Examples of chemoprophylaxis recommendations for a hypothetical traveler: selected destinations in Latin America
References such as the interactive malaria map maintained by the United States-based Centers for Disease Control and Prevention (CDC)39 and the malaria chapter in the Traveler's Health (Yellow) book, available online at http://wwwnc.cdc.gov/travel/yellowbook/2012/chapter-3-infectious-diseases-related-to-travel/malaria.htm, or the World Health Organization's (WHO) International and Travel Health book, available online at http://www.who.int/ith/ITH2010.pdf, can help clinicians and others giving travel advice provide more accurate risk assessments and recommendations. Individualized pre-travel advice based on travel route, season, length and type of travel is recommended.40,41 Travel advice may also vary based on the traveler's country of origin, as licensing and use of chemoprophylaxis regimens varies across countries.40 Although individual recommended regimens may vary, most countries' travel guidelines, as well as the WHO's, recommend chemoprophylaxis for travelers to endemic areas of most countries in Latin America. One notable exception is the Swiss public health agency, which recommends standby emergency treatment in endemic areas and chemoprophylaxis only in four more highly endemic countries in Latin America (Brazil, French Guiana, Guyana, and Suriname—see also Table 2). The French public health agency specifies that chemoprophylaxis for trips of < 7 days duration is optional for travelers to chloroquine-sensitive areas of Latin America.
Table 2.
Recommendations by various countries/organizations on chemoprophylaxis for travel to Latin America
| Country/organization | Type(s) of chemoprophylaxis recommended for Latin America | Website/references* |
|---|---|---|
| Australia, Department of Foreign Affairs and Trade |
|
Travel advisories, available at: http://www.smarttraveller.gov.au/zw-cgi/view/Advice/ |
| Canada, Public Health Agency of Canada |
|
Canadian recommendations for the prevention and treatment of malaria among international travelers 2009. Available at: http://www.phac-aspc.gc.ca/publicat/ccdr-rmtc/09pdf/35s1-eng.pdf |
| France |
|
Available at: http://www.sante.gouv.fr/IMG/pdf/beh_21_22_2010.pdf |
| Switzerland, Confédération Suisse (Office Federal de la Santé Publique) |
|
General malaria advice for short stays Available at: http://www.bag.admin.ch/themen/medizin/00682/00684/02535/index.html?lang=fr Country-specific recommendations: Available at: http://www.safetravel.ch |
| UK, Health Protection Agency |
|
Chiodini P, Hill D, Lalloo D, Lea G, Walker E, Whitty C and Bannister B. Guidelines for malaria prevention in travelers from the United Kingdom. London, Health Protection Agency, January 2007. Available at: http://www.hpa.org.uk/web/HPAwebFile/HPAweb_C/1203496943523 |
| USA, Centers for Disease Prevention and Control |
|
CDC Health Information for International Travel 2010 (“Yellow Book”) Available at: http://www.cdc.gov/malaria/travelers/country_table/a.html |
| World Health Organization |
|
International Travel and Health book 2010 (“Green book”) Available at: http://www.who.int/ith/ITH2010.pdf |
Note: Please refer to specific publications for further information on areas with malaria transmission.
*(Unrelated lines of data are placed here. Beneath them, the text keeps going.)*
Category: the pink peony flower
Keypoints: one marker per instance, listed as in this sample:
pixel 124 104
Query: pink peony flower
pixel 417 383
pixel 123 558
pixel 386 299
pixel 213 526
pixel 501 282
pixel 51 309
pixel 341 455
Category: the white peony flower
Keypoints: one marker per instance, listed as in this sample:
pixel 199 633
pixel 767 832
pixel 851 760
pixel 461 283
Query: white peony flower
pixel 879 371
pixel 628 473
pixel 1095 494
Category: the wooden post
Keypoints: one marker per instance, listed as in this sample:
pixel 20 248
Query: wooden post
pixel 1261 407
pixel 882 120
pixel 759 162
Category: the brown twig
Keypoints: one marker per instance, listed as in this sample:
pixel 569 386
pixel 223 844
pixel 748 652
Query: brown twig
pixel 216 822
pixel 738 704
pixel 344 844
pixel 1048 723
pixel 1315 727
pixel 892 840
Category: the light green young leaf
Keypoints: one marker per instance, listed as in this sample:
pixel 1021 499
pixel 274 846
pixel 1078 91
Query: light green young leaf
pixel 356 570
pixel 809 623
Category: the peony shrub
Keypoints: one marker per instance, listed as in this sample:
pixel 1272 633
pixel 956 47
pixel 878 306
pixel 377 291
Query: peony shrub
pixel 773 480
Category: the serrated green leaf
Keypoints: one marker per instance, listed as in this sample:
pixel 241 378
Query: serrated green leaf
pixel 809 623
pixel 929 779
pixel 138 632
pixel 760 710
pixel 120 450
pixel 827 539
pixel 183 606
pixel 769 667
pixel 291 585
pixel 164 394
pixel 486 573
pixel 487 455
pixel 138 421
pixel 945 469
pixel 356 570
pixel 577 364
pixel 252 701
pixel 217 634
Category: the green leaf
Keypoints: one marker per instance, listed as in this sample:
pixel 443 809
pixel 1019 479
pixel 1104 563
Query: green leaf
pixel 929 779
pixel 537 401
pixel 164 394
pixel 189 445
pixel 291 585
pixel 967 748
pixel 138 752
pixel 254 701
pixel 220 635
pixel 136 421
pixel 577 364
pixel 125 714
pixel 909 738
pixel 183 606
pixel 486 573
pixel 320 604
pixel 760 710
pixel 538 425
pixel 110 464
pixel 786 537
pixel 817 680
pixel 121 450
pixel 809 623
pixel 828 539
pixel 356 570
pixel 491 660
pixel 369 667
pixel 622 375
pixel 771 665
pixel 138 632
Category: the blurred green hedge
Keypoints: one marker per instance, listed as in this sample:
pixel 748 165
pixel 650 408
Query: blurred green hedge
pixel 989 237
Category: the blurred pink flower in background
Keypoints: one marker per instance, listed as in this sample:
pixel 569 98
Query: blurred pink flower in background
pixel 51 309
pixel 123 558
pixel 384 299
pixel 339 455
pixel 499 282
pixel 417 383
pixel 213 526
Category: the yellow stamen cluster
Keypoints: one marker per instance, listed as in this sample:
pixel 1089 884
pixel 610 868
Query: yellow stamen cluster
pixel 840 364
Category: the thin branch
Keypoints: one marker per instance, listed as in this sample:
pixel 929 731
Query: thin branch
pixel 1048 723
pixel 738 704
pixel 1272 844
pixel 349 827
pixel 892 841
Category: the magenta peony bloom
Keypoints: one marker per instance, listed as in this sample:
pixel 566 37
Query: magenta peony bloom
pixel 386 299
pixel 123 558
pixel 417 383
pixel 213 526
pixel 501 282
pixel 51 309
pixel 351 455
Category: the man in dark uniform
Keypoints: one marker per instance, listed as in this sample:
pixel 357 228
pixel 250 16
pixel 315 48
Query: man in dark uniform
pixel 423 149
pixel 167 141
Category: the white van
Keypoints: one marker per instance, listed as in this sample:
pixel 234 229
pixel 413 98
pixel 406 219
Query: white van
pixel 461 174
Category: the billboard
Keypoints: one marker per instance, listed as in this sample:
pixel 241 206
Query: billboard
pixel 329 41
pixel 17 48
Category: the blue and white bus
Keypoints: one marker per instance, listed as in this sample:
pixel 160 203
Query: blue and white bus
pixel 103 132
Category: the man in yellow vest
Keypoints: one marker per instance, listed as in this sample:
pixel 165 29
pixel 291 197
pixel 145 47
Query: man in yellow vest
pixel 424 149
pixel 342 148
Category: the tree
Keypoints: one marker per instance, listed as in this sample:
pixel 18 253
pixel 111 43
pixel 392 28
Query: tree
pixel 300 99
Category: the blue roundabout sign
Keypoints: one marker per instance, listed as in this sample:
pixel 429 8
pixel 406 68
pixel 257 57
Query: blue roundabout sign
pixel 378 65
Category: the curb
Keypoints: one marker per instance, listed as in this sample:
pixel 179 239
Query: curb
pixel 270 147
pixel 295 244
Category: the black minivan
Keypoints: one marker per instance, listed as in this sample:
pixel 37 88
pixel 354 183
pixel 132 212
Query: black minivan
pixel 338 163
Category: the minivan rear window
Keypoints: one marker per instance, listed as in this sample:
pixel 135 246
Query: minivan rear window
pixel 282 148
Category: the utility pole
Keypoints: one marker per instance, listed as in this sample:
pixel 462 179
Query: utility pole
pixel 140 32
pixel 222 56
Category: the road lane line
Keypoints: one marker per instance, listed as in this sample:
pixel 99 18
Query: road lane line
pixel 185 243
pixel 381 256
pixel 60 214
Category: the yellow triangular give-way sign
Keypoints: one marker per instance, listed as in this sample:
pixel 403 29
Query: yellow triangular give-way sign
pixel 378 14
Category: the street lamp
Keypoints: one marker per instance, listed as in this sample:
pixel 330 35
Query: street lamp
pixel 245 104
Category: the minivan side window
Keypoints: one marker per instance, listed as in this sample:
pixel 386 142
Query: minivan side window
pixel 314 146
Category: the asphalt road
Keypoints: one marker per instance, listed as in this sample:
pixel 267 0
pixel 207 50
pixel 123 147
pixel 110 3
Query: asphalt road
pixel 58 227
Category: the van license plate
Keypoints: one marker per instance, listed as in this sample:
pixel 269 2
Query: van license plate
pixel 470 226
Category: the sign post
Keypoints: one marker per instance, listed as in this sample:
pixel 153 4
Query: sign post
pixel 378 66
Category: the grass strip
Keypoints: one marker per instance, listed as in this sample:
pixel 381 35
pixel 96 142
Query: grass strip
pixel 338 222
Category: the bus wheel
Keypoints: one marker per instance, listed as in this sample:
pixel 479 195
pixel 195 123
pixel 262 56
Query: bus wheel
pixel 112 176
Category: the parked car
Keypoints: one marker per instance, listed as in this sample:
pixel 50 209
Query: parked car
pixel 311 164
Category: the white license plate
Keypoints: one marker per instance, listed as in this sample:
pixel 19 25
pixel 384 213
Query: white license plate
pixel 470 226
This table is not meant to serve as a comprehensive guide for destination-specific chemoprophylaxis recommendations.
Mosquito bite prevention is analogous to mosquito avoidance.
In most areas of Latin America, especially in the Amazon Basin, where malaria is endemic, the primary malaria mosquito vector is Anopheles darlingi, which has early peak feeding times between dusk and about 9:00 or 10:00 pm.42,43 However, there is regional variability and some feeding peaks occur later in the evening. Travelers should be advised that limiting their time outdoors during the biting hours of the Anopheles mosquito from dusk to dawn will help limit their exposure. Other measures, including the use of an effective repellant such as 50% N,N-diethyl-m-toluamide, which has been shown to be both safe and effective,44 and wearing clothing that covers as much skin as possible after dusk for any time spent outdoors may be especially beneficial in Latin America with the early peak biting times of An. darlingi. Staying in accommodations with air conditioning or screens in the windows, and use of permethrin-treated bednets when accommodations are not well screened or air-conditioned should be encouraged.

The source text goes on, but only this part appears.